Marianne Todd/Getty Images
Philip "Flip" Benham of Concord, N.C., the director of Operation Save America, leads an anti-abortion protest in Mississippi in 2006. Benham is currently charged with stalking and violating a North Carolina law against residential picketing for distributing "wanted" posters that target doctors who perform abortions.
Philip "Flip" Benham of Concord, N.C., the director of Operation Save America, leads an anti-abortion protest in Mississippi in 2006. Benham is currently charged with stalking and violating a North Carolina law against residential picketing for distributing "wanted" posters that target doctors who perform abortions. Marianne Todd/Getty Images
In North Carolina on Monday, anti-abortion activist Flip Benham, who is charged with stalking and violating a new state law against residential picketing, goes to court.
He and his group, Operation Save America, put up Old West-style "wanted" posters targeting doctors who perform abortions. The group calls it free speech. Abortion rights activists say it's a threat.
Benham is a longtime anti-abortion activist. The posters he distributed earlier this year included the names, addresses and photos of four Charlotte, N.C., doctors who perform abortions.
Benham and his group took the posters to the doctors' offices and to their neighborhoods. They placed the posters on cars and tacked them up on doors.
Detective Milton Harris with the Charlotte Mecklenburg Police Department says this violated the state's new law against targeting an individual at his home.
"By them handing out the flyers with doctors' photos on it, it was an indication to us that they were actually singling those doctors out within that residential neighborhood to protest," Harris says.
More posters, which are similar to the ones Flip Benham and his group, Operation Save America, have distributed.
He also says that this is the first prosecution under the new law.
"The purpose of the law is to protect that person's identity against basically a lone-wolf assailant coming in there and possibly doing harm to that individual or that family," Harris says.
A History Of Violence
One of the doctors targeted in the posters said he fears for his life. He did not want his name used because of what he has seen happen to other abortion providers. He cites the murder of Dr. George Tiller in Wichita, Kan., last year and says he is now taking extra security precautions.
Benham denies the posters are a threat and says they're a tool to inform the community about doctors who are performing abortions — an act Benham considers murder.
"What we put on the poster were their pictures and then, 'Wanted by Jesus to stop killing babies,'" he says.
Benham says the city is just trying to silence those who oppose abortion.
"We still live in America, and we do have First Amendment rights and, as we call them, responsibilities to speak for those who cannot speak for themselves," he says.
But abortion rights advocates say there's a clear history of violence against doctors featured in "wanted" posters. They're concerned because they haven't seen these posters circulated since the late 1990s, when several doctors were murdered.
"This is not free speech," says Kathy Spillar, who is with the Feminist Majority Foundation — a group that tracks violence against abortion providers. "This is the equivalent of yelling fire in a crowded theater. These wanted posters are communicating a threat to these abortion providers, and essentially they become targets of anti-abortion extremists willing to kill."

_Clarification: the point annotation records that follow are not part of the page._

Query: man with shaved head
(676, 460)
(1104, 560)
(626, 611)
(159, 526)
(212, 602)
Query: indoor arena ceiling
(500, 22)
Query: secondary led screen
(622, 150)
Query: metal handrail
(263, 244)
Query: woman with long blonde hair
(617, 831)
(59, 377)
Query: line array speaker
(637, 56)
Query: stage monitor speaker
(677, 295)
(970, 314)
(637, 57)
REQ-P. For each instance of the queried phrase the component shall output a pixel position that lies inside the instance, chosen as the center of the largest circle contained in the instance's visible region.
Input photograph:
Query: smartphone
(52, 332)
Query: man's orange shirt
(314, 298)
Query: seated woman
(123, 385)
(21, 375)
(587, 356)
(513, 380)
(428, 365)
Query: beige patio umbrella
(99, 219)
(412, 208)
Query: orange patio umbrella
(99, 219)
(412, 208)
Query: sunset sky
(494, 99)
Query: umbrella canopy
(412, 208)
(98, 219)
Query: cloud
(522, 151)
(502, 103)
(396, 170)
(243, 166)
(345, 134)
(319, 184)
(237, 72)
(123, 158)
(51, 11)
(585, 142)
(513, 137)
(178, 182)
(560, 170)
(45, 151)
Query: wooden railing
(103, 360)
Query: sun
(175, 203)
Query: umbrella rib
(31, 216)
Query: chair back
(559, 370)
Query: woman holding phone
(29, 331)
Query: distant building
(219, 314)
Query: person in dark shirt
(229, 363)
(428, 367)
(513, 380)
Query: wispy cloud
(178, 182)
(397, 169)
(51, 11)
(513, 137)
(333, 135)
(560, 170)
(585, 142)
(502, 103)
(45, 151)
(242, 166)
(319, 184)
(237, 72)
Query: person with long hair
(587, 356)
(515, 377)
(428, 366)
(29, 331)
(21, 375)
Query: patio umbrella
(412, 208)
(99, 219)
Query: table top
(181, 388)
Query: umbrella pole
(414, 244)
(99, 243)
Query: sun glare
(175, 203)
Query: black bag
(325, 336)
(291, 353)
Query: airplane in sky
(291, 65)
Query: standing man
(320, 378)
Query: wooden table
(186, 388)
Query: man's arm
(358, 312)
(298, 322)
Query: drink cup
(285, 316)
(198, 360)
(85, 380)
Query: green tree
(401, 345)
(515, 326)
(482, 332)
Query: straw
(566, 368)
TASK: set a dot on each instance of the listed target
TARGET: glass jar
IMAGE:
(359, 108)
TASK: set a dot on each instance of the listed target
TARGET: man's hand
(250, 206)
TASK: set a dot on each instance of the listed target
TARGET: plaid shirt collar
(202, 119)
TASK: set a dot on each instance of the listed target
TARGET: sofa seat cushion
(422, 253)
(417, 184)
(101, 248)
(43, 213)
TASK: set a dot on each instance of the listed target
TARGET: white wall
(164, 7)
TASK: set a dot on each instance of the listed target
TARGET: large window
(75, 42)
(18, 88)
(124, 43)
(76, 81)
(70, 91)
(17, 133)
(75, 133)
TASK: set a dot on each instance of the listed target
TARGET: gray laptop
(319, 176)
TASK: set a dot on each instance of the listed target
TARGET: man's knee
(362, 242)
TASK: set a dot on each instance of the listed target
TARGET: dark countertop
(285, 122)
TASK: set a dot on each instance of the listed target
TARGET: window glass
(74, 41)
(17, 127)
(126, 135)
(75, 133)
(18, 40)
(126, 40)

A 'Difficult Legal Case To Make'
In a similar case back in 2002, a federal appeals court found abortion protestors did violate a federal law that makes it a crime to use force or the threat of force to prevent people from accessing clinics. The court found that "wanted" posters were not free speech but a "true threat".
The U.S. Supreme Court declined to hear the case, which means the question is not resolved.
"Whether the historical context of [a] wanted poster and subsequent act of violence by someone else other than group putting out the wanted poster — whether that is enough to meet the very strict legal test for a threat — is a very difficult legal case to make," says Lucinda Finley, a law professor at the State University of New York at Buffalo.
In this case, Benham is on trial for violating state and city laws — charges that are easier to prove. He faces just a couple of months in jail. But abortion-rights groups say they're pushing for federal criminal and civil charges that carry much stiffer penalties.